使用正则表达式在字典中插入值,其中包含模式中的键
Insert values in dictionary using regex which includes key in the pattern
我正在尝试从 PDF 文件中提取数据,因此我将转换后的文本文件的每一行读入一个列表。我有一个预定义的列表,它将用作键。我想用预定义列表中的键创建一个字典并提取相应的值。
例如,该文件将包含
Name : Luke Cameron
Age and Sex : 37/Male
Haemoglobin 13.0 g/dL
我有像这样的预定义列表
keys = ['Name', 'Age', 'Sex']
我的密码是
for text in lines:
rx_dict = {elem:re.search(str(elem)+r':\s+\w+.\s\w+',text) for elem in keys}
输出:
{'Patient Name': None,
'Age': None,
'Sex': None
}
期望的输出:
{'Patient Name': Luke Cameron,
'Age': 37,
'Sex': Male
}
注意:这不是真实数据,相似只是巧合
strings_from_pdf = ["Name : Luke Cameron", "Age and Sex : 37/Male", "Haemoglobin 13.0 g/dL"]

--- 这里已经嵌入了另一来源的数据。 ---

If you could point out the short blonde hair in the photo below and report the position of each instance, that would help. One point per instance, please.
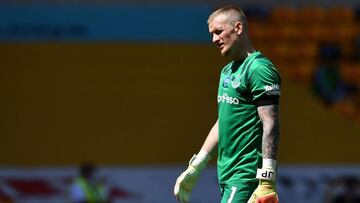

keys = ['Name', 'Age', 'Sex']
def findKeys(keys):
dict = {}
for i in range(len(strings_from_pdf)):
if keys[0] in strings_from_pdf[i]:
_, name = strings_from_pdf[i].split(":")
dict['Patient Name: '] = name
if keys[1] in strings_from_pdf[i]:
_, age_and_gender = strings_from_pdf[i].split(":")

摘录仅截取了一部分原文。